Instead of sailing its first cruise open to the public on December 12, 2010, Allure of the Seas' first revenue voyage will be a seven-night Western Caribbean itinerary, departing on December 5, 2010. Passengers booked on the non-maiden December 12 cruise will be able to move their cruise up to December 5, where they'll be accommodated in the same cabin category and be charged the lower of the two fares. Royal Caribbean is also offering $100 per person -- to members of the Crown & Anchor Society, who are already booked on the December 12 sailing -- to cover some of the costs of their flight changes. Passengers on the December 12 cruise will have until the end of February to switch.
Some Cruise Critic members on the message boards are grumbling about what seems to have become an accepted Royal Caribbean Cruises, Ltd. business practice.
Silentbob007 writes, "It doesn't make sense to book inaugurals anymore with Royal … until you are sure it WILL be the inaugural ... especially if you have to fly to port." Steponboard adds, "I hope they do something really nice for people who can't change their travel date and are disappointed about missing an inaugural cruise."
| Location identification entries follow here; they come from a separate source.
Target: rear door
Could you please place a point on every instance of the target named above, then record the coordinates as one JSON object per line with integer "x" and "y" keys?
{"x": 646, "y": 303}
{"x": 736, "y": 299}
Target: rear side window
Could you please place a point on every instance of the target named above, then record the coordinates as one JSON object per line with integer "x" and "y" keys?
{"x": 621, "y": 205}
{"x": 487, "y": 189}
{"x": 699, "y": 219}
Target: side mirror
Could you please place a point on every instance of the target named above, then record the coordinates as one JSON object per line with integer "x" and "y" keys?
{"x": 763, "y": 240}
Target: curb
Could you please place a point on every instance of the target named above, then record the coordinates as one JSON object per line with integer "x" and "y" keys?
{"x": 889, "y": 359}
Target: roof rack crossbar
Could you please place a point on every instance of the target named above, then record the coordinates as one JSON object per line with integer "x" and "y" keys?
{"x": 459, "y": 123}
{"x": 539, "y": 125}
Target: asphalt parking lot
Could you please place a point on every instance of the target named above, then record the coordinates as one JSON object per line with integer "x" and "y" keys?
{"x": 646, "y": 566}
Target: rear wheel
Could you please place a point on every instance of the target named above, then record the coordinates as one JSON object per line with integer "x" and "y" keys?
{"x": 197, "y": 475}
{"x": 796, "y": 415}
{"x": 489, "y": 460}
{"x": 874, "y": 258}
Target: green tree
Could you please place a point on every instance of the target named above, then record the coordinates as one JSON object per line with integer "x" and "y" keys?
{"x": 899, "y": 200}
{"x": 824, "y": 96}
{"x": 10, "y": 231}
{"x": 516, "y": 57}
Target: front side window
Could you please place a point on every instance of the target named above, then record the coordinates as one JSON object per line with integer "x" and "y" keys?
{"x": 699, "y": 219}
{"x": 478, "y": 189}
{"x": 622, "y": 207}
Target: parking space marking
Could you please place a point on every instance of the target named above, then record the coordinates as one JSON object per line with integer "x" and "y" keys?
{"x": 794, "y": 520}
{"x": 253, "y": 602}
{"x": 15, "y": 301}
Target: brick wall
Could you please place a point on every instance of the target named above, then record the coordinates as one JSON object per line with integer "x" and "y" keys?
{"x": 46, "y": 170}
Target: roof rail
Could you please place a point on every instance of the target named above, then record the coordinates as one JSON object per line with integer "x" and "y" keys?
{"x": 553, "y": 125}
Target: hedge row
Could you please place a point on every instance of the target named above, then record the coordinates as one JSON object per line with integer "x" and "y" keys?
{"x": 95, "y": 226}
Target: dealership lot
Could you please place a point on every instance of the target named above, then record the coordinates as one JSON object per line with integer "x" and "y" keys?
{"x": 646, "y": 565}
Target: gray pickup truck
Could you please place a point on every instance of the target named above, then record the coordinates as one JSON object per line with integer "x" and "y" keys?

Still, others see Royal Caribbean's decision to move up the date as a simple question of dollars and "sense." Waterbug123 writes, "If the ship is ready, the cruise line isn't going to let it sit there idle for a week when it could be sailing and earning money. I'm sure the shareholders appreciate that."
Our advice? If sailing on a new ship's inaugural voyage, which often features commemorative events and freebies, is important to you, you may want to wait to book -- just in case the dates change. The closest in the lines have made such a change is six months out.